Seok-Woo receives UConn Research Excellence Program Award. The proposal title is “Giant Pseudo-elasticity of High Temperature Superconductor CaFe2As2”
Jake, Andrew, Leo and Jack will work on Ni-based and Cu-based metal-intermetallic nanostructured composite for this summer in my laboratory. Welcome all!
Roman Kositski, Oleg Kovalenko, Seok-Woo Lee, Julia R. Greer, Eugen Rabkin, Dan Mordehai, “Cross-split of dislocations: an athermal and rapid plasticity mechanism,”Nature Scientific Report 2 25966 (2016) – [link].

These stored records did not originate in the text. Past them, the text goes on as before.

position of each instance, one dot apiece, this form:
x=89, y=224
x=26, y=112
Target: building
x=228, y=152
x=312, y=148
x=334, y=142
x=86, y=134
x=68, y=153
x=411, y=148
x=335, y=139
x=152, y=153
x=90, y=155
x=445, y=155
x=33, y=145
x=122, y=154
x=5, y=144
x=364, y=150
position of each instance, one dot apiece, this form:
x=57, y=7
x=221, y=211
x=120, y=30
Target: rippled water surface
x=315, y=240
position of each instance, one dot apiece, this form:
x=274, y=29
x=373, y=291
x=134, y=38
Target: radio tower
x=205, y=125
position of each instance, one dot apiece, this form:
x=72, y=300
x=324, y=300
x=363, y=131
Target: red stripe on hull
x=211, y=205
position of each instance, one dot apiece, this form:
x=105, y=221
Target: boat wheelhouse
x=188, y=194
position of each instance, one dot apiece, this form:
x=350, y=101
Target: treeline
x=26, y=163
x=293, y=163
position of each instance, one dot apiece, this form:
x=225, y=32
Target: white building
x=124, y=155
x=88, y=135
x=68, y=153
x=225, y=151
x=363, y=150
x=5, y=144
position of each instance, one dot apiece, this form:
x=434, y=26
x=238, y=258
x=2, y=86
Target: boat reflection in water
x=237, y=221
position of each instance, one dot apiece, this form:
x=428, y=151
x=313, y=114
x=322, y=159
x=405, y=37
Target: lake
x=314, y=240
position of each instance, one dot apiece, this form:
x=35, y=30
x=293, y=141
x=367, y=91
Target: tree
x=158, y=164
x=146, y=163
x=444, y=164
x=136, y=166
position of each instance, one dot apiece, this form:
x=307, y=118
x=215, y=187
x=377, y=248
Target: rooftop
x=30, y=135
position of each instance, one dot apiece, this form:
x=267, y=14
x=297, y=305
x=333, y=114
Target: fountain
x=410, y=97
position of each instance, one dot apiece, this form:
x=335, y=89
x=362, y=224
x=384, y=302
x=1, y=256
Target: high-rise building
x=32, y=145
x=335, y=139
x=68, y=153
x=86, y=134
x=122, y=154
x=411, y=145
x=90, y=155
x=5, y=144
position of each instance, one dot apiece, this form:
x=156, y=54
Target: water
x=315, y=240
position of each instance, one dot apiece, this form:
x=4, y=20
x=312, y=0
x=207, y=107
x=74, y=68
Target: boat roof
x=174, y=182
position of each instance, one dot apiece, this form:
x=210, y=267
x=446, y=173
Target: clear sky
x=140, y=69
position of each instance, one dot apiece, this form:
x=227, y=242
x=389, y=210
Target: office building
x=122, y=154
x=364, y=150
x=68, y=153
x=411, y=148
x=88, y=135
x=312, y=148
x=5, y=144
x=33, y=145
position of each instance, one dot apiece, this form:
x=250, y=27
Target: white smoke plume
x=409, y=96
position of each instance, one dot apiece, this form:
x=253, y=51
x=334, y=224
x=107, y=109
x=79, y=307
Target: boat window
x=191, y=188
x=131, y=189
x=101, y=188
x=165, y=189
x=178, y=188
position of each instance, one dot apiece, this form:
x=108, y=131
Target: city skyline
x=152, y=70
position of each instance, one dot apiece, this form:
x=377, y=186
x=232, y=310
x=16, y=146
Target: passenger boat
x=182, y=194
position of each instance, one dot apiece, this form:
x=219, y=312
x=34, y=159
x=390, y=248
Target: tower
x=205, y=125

[Abstract]: The pathways by which dislocations, line defects within the lattice structure, overcome microstructural obstacles represent a key aspect in understanding the main mechanisms that control mechanical properties of ductile crystalline materials. While edge dislocations were believed to change their glide plane only by a slow, non-conservative, thermally activated motion, we suggest the existence of a rapid conservative athermal mechanism, by which the arrested edge dislocations split into two other edge dislocations that glide on two different crystallographic planes. This discovered mechanism, for which we coined a term “cross-split of edge dislocations”, is a unique and collective phenomenon, which is triggered by an interaction with another same-sign pre-existing edge dislocation. This mechanism is demonstrated for faceted α-Fe nanoparticles under compression, in which we propose that cross-split of arrested edge dislocations is resulting in a strain burst. The cross-split mechanism provides an efficient pathway for edge dislocations to overcome planar obstacles.
Lee’s Capstone Senior Design Team (Michael McGeever, Jeremy Higgins and Amy Hernadez) won the second place ($1,000) in the MSE final Capstone presentation! I am very proud of their achievement over the year! The title of the project was “Reliable rapid repair using additive manufacturing (sponsored by Sikorsky).”